Controlling Elastic Turbulence

TL;DR

This paper shows that elastic turbulence in a viscoelastic fluid can be controlled by shear-rate modulations, with turbulence suppressed at high modulation frequencies, and identifies the critical Deborah number for transition.

Contribution

It introduces a numerical study demonstrating control of elastic turbulence via shear-rate modulations in a Taylor-Couette setup, highlighting the transition dynamics.

Findings

Elastic turbulence can be suppressed by fast shear-rate modulations.

The transition from laminar to turbulent flow is supercritical at a critical Deborah number.
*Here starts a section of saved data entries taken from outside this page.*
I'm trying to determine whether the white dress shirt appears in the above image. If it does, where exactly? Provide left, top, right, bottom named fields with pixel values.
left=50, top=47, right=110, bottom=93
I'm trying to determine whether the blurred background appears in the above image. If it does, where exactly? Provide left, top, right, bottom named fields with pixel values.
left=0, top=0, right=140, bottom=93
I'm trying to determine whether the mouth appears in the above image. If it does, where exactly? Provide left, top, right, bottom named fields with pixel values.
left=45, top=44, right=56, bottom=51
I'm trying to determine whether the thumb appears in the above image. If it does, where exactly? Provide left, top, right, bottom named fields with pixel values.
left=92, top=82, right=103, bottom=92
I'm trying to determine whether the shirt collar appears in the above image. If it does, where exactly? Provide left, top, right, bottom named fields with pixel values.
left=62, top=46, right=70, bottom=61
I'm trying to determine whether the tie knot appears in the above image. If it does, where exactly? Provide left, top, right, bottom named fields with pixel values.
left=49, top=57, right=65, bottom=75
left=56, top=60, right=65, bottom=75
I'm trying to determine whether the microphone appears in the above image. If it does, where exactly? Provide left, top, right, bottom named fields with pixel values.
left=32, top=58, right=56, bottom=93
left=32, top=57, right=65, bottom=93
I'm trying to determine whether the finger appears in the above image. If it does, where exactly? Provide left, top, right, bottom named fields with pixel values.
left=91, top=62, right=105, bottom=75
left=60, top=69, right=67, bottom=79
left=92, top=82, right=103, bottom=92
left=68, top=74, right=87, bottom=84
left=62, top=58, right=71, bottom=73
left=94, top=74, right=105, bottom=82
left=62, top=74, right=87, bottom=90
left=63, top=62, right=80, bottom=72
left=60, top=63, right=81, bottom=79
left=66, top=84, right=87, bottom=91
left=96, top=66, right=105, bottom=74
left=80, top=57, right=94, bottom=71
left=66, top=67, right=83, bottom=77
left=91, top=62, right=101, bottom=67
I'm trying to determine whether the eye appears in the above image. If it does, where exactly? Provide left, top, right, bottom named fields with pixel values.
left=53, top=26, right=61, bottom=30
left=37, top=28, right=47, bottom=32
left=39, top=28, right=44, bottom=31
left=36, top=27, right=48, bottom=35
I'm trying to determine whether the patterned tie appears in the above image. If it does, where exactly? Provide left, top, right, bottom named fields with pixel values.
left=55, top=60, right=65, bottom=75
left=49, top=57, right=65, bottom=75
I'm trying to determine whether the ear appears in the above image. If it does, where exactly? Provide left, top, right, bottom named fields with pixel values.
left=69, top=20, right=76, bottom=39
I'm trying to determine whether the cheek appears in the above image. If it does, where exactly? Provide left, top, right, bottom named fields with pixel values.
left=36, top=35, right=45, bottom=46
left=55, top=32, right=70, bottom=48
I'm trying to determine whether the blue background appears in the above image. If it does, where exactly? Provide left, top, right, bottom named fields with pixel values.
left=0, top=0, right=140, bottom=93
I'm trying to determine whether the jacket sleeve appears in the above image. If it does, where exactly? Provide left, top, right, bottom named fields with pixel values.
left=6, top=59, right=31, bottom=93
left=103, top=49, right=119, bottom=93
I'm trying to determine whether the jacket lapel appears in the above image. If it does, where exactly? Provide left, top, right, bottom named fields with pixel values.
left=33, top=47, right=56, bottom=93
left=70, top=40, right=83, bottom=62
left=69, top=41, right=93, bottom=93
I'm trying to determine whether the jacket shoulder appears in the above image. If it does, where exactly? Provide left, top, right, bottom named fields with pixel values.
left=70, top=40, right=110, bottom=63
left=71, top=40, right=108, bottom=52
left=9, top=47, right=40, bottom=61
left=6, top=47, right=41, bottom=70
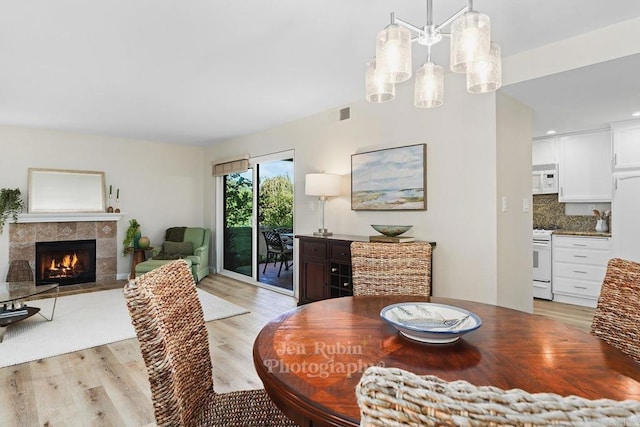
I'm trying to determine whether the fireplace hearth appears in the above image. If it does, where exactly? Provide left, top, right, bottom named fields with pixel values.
left=36, top=239, right=97, bottom=285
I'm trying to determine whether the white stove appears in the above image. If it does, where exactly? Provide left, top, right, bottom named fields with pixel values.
left=533, top=227, right=555, bottom=300
left=533, top=229, right=554, bottom=241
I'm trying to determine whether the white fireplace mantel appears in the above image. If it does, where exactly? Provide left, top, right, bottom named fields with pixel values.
left=17, top=212, right=124, bottom=223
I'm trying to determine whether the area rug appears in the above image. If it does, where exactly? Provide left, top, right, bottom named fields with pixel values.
left=0, top=288, right=249, bottom=368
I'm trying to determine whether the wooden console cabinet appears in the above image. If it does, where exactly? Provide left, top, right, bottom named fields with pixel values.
left=296, top=234, right=361, bottom=304
left=296, top=234, right=435, bottom=305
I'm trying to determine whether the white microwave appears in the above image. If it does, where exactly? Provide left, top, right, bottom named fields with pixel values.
left=532, top=164, right=558, bottom=194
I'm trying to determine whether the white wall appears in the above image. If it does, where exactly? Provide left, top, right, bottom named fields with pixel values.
left=205, top=73, right=533, bottom=310
left=0, top=126, right=205, bottom=278
left=496, top=92, right=534, bottom=312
Flow resistance in the laminar regime aligns with the linear Maxwell model.

Abstract

We demonstrate through numerical solutions of the Oldroyd-B model in a two-dimensional Taylor-Couette geometry that the onset of elastic turbulence in a viscoelastic fluid can be controlled by imposed shear-rate modulations. While for slow modulations elastic turbulence is still present, it vanishes for fast modulations and a laminar response with the Taylor-Couette base flow is recovered. We find that the transition from the laminar to the turbulent state is supercritical and occurs at a critical Deborah number. In the state diagram of both control parameters, Weissenberg versus Deborah number, we identify the region of elastic turbulence. We also quantify the transition by the flow resistance, which in the laminar regime we can describe within the (linear) Maxwell model.